Message #2175

From: Roice Nelson <roice3@gmail.com>
Subject: Re: [MC4D] Re: Making a puzzle based on 11-cell
Date: Wed, 23 May 2012 15:29:29 -0500

This is fantastic Nan!

I really like your design choice for displaying the core colors. It is
especially lovely how clean the pristine state looks.

It looks fair to say this is a "cell turning" 11-Cell. For twisting a
cell, would it be difficult to also include twisting the cell around an
edge? In addition to giving full cell-turning functionality, this would be
helpful to see how the 3C edges connect up.

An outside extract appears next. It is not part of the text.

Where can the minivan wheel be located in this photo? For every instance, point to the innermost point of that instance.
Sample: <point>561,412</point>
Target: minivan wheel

On the 3^4, you can do 3C/4C twists, then solve them with 2C twists. The
situation here is analogous. You can do a single 6C twist, then solve it
with three 2C twists. It’s a good bite-sized challenge to try! I don’t
know yet if you can do a single 2C, then solve with 6C twists. That will
be a fun question to reason through.

I realize the slicing is abstract (topological vs. geometric). I think
it’d be nice to make the size of the 3C/6C pieces bigger, maybe even
controllable with a slider or something. This would make the puzzle feel a
little more like a classic Rubik’s Cube.

Not a big deal, but I think it’d be better if puzzle reorientations did
not increment the move count.

My brief experience with this makes me wonder about a "vertex turning"
11-cell as well. Overcoming the hurdle of how to make twists on a VT
puzzle seems especially difficult (even more so than it was for the
polychora puzzles).

Great work! It’s awesome to see permutation puzzles enter the domain of
abstract polytopes, and I look forward to studying this more :D

Cheers,
Roice


On Tue, May 22, 2012 at 9:50 PM, schuma <mananself@gmail.com> wrote:

> Hi guys,
>
> In the last week I’ve been working on the 11-cell. Although not completed,
> it’s a playable puzzle now. I’ll keep refining it. But I want to let you
> guys see the current version of the applet:
>
> http://people.bu.edu/nanma/ElevenCell/ElevenCell.html
>
> When you open it, you can see eleven hemi-icosahedral cells. The color
> scheme is exactly identical to the one here: [
> http://en.wikipedia.org/wiki/File:Hemi-icosahedron_coloured.svg]. But in
> that figure, the faces are colored to be identical to the opposite cell,
> whereas in my illustration, the faces are colored to be identical to the
> cell it belongs to. I also changed the layout of the cells to make it more
> intuitive.
>
> There are 11 cells. I consider each cell has a core that never moves. The
> core is represented by a colored disk as the background of a cell. Just
> like the centers of the Rubik’s cube, the cores should be used as
> references during a solve. There are 2-color face pieces, 3-color edge
> pieces, and 6-color vertex pieces. When you move the cursor on a cell, the
> turning region will be highlighted. The region includes all the pieces that
> have stickers on the hemi-icosahedron.
>
> Left or right clicking the mouse will twist the puzzle. I’m allowing
> twists around vertices and face centers. When the cursor is on top of a
> vertex, all the stickers on the vertex piece will be circled. When the
> cursor is on top of a triangular face, the two stickers on the face piece
> will be circled. These features can help you see the connectivity of
> 11-cell, to some extend. Please try click on the red cell, which is
> considered by myself as the "central cell". Twists around that cell are
> more symmetrical and thus understandable.
>
> Holding shift and clicking mouse will re-orient the whole puzzle.
> Currently this is the only way to re-orient.
>
> The checkboxes "F", "E", and "V" controls the visibility of the faces,
> edges and vertices. The percentages of stickers in the correct position are
> also shown. When all are solved, the background turns light blue.
>
> The meaning of the buttons "reset" "scramble" and "undo" are
> self-explaining. I put a "1-move scramble" button for testing purpose. But
> I found it was already a nontrivial challenge. Let me know if you can solve
> it!
>
> In the future I will fix bugs, and add macros. I haven’t seriously thought
> about how to solve it. But it looks like a pretty deep cut puzzle: each
> turn affects six out of eleven vertices, and it should be hard to solve. So
> I think macros should be necessary.